Roman launched “A Newsletter” in June of 2020, acknowledging her choice of “a title so uncreative it could only have come from someone who never planned on launching a newsletter.” At first, it functioned both as a sort of missing-person bulletin, in which she could keep her fans updated on her whereabouts, professionally and emotionally, and as an instrument of penance, with which she would try to make amends. “While this newsletter is free and without a paywall, there will always be an option to subscribe for a small donation, with 100% going to a rotating monthly charity,” she wrote in the first dispatch, which was about tuna salad, the only food, she wrote, that she’d recently been able to summon the will to make. She published her e-mail address, promising to read and respond to every message she received. Within a few months, though, one could detect hints of her old pugnaciousness intermingling with newfound caution. Writing in August about making bean salads at a shared vacation house, she acknowledged that “it might become apparent I am not cooking alone, and I refuse to pretend that I am for the sake of sparing my friends and myself a Covid-dining-related public shaming.”

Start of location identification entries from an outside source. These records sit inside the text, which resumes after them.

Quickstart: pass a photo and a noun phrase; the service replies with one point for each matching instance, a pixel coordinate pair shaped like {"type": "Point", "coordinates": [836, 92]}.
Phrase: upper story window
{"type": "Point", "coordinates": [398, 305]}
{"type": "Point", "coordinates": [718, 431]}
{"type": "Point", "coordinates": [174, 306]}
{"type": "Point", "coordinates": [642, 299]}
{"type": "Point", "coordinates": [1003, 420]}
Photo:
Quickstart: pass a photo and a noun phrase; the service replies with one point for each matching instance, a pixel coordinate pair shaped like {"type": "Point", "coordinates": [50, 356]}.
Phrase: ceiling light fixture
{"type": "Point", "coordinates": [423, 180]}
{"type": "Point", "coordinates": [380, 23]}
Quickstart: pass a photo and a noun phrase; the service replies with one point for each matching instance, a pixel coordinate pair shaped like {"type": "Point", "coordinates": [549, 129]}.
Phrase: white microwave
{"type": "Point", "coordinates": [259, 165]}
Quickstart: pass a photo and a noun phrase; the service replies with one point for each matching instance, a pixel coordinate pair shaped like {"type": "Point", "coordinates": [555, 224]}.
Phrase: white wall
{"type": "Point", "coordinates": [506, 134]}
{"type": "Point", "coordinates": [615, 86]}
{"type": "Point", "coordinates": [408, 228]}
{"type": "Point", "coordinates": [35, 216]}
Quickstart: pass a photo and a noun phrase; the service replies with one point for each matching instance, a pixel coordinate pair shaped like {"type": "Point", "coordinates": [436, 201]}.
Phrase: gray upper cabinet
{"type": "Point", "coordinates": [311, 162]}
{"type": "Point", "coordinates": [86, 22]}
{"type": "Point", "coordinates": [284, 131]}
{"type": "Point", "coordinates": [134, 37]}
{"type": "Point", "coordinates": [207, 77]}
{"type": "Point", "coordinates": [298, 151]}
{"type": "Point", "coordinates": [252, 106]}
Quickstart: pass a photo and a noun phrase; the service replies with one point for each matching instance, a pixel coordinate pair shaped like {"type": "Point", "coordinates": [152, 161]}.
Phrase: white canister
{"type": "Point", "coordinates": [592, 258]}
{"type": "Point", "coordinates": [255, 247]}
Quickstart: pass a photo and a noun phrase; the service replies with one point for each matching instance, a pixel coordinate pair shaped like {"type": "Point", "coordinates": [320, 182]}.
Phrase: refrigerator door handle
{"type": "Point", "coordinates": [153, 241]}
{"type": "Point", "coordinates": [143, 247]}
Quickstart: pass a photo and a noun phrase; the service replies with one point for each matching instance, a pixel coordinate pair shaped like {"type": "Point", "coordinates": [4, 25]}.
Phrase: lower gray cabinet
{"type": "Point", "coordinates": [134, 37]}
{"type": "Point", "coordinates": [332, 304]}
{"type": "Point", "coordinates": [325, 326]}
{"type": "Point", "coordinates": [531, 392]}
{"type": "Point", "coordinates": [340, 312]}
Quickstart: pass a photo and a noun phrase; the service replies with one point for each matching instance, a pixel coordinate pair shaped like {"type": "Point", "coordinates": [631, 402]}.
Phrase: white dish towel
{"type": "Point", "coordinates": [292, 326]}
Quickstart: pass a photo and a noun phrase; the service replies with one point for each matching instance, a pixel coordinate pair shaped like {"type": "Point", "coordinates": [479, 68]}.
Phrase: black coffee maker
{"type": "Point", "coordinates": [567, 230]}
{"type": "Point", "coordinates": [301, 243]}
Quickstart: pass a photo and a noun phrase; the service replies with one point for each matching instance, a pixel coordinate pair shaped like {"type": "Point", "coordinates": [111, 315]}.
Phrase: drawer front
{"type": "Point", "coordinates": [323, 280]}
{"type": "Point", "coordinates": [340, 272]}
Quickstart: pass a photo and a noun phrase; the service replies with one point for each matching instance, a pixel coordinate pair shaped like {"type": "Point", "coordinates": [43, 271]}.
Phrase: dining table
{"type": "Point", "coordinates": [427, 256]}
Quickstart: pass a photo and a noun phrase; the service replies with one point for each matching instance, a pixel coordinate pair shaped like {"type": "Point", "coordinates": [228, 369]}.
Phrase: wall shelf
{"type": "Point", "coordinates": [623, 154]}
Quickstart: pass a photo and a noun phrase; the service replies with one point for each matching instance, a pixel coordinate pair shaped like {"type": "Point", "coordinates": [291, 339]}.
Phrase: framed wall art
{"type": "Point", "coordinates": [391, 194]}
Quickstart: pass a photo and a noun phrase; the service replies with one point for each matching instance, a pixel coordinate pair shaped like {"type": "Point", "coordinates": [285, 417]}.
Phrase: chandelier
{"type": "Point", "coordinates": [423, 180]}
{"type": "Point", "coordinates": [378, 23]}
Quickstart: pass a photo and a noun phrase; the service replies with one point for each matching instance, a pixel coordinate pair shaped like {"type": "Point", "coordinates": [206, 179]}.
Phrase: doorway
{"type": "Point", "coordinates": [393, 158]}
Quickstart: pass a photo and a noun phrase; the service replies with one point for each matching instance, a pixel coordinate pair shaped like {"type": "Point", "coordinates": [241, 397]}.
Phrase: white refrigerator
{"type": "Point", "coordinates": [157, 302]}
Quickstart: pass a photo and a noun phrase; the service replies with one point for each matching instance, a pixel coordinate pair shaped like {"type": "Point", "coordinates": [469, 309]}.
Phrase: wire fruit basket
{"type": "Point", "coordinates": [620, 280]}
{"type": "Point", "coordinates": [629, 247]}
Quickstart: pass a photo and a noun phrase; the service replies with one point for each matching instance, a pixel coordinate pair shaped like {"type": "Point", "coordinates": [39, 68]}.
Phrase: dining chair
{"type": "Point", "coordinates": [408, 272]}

According to Roman, the Times told her that August that it wasn’t bringing back her column. In an e-mail to me, she wrote that she’d been led to believe that she would be returning, “so didn’t think I needed to figure out a plan re: income (in retrospect, very naïve lol).” (A Times spokesperson said that Roman’s “column went on hiatus in May 2020. She informed us that September that she had decided to pursue other opportunities.”) Roman was now the sole proprietor of a business she had never really intended to launch. The product she needed to scale up and even disrupt was herself. “I’m not trying to pivot to being, like, ‘All right, buckle up, this is my new food blog, and I’m going to teach you about racism,’ ” she said last year. “It’s about continuing to be myself, a more sensitive version of myself.”